Ваша мама для нас — как мать родная, мы тут переживаем ночей не
спим, вы уже что-то начали предпринимать?
Ладно ещё, когда звонили те, с кем я хоть как-то пересекалась. Часто такие звонки исходили от тех, кого я знать не знала. Однажды я довольно грубо спросила какую-то тётку, не думает ли она, что мне моя мама менее дорога, чем им, посторонним, в сущности. Мне скорбно ответили, что не ожидали такого бессердечия...
Признаки деменции у мамы появились лет десять назад, если не раньше. Она с этим боролась — всё записывала, составляла расписание на каждый день. вела учёт расходов, решала кроссворды, читала детективы. С забывчивостью ей удавалось какое-то время справляться, но с возрастными изменениями в характере, с многочисленными обсессиями и со старческой паранойей — увы. Одной из её обсессий было стремление всё доедать под девизом «Я знаю, что такое голод, я продукты не выбрасываю!». Это, честно говоря было всегда, но в пределах разумного, а тут дошло до абсурда. Несмешного совсем абсурда, потому что в декабре 2011 с пищевым отравлением она попала в реанимацию. Проведя с ней десять дней в инфекционной больнице, я поняла, что контролировать её на расстоянии невозможно и явочным порядком увезла в Израиль, пока что по туристической визе.

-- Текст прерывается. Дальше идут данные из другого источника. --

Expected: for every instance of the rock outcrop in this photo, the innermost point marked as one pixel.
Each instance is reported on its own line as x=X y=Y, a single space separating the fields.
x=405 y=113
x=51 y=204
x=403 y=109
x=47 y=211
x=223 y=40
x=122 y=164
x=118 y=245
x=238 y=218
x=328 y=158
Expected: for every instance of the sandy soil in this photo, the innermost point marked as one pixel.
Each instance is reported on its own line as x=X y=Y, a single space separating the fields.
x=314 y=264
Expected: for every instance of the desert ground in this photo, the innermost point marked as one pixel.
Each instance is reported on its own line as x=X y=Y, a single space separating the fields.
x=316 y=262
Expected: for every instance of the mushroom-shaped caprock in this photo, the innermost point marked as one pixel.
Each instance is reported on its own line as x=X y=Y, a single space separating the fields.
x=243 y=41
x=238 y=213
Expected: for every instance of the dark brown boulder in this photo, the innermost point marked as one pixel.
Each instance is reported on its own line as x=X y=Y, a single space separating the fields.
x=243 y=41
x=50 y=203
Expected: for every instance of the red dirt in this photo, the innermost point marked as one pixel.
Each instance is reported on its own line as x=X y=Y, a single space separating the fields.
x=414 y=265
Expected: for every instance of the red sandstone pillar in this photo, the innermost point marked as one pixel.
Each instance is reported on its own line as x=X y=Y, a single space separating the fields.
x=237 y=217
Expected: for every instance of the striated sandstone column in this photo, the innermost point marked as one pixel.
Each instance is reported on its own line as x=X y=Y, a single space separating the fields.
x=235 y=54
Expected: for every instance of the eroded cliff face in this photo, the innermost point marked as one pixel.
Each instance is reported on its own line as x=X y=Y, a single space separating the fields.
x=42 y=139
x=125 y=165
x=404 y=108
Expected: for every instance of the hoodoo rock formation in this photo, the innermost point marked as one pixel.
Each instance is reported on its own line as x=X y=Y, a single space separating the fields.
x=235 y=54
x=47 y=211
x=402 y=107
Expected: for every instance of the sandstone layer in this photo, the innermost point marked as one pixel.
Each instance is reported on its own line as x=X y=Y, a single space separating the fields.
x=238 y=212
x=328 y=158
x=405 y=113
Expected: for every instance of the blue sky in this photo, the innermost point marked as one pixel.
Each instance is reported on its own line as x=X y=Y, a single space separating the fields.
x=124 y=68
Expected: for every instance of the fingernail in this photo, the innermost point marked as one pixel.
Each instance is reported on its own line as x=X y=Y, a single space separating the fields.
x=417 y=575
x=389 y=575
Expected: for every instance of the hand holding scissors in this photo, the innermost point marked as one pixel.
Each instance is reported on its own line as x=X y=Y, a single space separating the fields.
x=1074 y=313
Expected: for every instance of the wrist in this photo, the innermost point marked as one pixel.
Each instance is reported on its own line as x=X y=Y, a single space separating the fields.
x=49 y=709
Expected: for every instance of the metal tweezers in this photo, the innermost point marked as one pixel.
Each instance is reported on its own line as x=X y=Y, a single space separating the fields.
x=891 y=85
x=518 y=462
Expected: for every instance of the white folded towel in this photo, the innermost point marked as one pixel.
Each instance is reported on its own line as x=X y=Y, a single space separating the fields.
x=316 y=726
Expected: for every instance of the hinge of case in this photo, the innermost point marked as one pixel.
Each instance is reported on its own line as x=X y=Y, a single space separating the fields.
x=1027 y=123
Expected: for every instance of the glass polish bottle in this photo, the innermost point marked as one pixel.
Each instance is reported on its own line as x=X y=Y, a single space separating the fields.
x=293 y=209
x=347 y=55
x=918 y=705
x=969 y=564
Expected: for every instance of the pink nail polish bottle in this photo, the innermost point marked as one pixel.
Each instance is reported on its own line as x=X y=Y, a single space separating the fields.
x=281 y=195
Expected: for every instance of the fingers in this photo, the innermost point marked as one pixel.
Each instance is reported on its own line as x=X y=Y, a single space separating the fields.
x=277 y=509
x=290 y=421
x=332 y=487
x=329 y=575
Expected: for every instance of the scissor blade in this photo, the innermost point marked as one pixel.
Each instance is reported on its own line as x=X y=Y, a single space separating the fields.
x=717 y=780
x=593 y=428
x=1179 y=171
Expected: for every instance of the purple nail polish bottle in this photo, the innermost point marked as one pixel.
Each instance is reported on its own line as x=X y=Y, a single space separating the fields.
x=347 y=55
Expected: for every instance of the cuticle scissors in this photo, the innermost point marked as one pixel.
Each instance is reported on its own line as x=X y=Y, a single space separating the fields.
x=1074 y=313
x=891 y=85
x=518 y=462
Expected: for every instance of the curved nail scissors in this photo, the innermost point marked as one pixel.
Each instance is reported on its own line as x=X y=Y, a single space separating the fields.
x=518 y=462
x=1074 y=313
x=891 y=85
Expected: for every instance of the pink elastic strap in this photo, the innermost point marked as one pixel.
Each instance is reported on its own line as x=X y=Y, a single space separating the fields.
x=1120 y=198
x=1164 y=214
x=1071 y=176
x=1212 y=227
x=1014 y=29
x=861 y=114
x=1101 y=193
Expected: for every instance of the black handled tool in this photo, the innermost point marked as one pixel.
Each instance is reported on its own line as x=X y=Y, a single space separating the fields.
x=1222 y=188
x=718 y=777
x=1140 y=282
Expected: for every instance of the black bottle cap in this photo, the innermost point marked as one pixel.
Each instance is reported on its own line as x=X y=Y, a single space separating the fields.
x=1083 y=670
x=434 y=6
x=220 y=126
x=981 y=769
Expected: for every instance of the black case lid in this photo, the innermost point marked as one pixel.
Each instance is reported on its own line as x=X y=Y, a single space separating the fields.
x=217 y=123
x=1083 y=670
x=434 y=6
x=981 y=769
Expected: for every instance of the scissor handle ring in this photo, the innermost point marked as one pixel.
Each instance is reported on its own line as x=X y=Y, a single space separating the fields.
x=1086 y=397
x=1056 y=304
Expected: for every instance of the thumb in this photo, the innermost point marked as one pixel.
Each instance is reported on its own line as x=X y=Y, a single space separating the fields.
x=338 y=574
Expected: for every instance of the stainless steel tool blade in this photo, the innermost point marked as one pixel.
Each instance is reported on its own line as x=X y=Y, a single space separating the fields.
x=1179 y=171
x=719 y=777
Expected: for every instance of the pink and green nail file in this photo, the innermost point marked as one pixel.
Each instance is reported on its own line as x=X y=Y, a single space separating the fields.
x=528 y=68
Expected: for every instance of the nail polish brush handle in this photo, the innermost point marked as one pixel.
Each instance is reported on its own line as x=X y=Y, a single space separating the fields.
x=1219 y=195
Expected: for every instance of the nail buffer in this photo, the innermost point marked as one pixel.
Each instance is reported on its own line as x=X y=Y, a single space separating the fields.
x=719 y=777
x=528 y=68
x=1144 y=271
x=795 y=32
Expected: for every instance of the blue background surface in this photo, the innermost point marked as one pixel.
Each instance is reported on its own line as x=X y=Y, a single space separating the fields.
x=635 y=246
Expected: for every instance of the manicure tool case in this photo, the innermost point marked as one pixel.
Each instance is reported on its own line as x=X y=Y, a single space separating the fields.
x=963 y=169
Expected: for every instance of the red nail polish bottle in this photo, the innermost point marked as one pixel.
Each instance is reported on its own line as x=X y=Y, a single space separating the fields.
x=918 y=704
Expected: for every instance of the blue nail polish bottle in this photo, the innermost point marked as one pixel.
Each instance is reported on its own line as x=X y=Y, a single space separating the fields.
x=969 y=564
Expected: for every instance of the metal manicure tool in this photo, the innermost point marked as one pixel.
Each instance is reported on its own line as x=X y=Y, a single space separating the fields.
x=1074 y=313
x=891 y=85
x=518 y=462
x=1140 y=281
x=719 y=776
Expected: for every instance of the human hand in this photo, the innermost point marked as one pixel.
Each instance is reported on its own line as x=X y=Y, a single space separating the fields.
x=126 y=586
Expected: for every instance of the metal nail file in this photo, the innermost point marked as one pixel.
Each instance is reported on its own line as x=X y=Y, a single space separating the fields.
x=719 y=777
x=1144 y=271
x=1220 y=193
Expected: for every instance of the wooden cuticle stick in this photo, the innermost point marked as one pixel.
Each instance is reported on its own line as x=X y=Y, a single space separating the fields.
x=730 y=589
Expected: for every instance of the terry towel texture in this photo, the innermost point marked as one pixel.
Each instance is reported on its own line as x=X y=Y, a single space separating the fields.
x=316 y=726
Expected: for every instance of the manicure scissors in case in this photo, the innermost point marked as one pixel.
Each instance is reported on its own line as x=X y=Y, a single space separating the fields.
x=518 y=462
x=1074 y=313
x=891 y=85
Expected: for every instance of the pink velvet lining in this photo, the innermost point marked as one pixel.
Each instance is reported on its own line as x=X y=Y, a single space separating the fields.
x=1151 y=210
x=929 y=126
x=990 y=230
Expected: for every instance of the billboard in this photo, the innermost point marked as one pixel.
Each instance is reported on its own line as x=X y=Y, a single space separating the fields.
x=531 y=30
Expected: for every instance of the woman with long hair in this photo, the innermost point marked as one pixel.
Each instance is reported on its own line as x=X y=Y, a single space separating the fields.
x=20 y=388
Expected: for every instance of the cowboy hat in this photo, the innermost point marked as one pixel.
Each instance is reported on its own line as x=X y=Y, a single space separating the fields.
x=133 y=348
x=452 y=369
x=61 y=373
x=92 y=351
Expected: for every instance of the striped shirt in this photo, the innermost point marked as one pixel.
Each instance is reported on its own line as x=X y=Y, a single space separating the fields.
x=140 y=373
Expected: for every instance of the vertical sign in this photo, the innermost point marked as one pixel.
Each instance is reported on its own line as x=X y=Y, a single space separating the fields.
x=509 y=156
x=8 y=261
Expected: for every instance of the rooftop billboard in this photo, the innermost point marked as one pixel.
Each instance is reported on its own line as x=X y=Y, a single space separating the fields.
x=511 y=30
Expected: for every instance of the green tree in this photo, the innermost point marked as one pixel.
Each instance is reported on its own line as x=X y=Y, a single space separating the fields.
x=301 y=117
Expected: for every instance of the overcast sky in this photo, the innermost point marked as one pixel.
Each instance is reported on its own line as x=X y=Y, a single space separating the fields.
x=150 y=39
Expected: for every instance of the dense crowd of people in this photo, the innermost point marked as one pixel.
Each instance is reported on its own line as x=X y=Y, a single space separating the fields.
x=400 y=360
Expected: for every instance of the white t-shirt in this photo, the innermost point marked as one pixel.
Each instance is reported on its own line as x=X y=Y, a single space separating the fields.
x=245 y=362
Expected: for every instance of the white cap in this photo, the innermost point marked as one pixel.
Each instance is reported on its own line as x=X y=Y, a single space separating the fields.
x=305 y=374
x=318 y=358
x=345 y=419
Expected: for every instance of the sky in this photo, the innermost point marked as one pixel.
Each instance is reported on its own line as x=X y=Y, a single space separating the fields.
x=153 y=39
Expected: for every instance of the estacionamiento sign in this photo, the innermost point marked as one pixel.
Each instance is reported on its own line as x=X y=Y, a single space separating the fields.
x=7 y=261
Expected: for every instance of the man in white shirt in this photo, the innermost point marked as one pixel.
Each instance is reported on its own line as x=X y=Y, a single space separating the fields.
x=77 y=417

Под закон о Возвращении мама не подпадала, вид на жительство ей
полагался только в рамках воссоединения семей, обычно этот процесс
занимает два с лишним года, у нас он занял четыре — была путаница в
документах, к тому же маме дважды удалось меня довести до того, что
я соглашалась отправить её обратно на пару-тройку месяцев
(90-летний юбилей необходимо было встретить с любимой кафедрой, под
отретушированным портретом с официальными речами пионерским
салютом и поздравительным «адресом» в коленкоровом переплёте).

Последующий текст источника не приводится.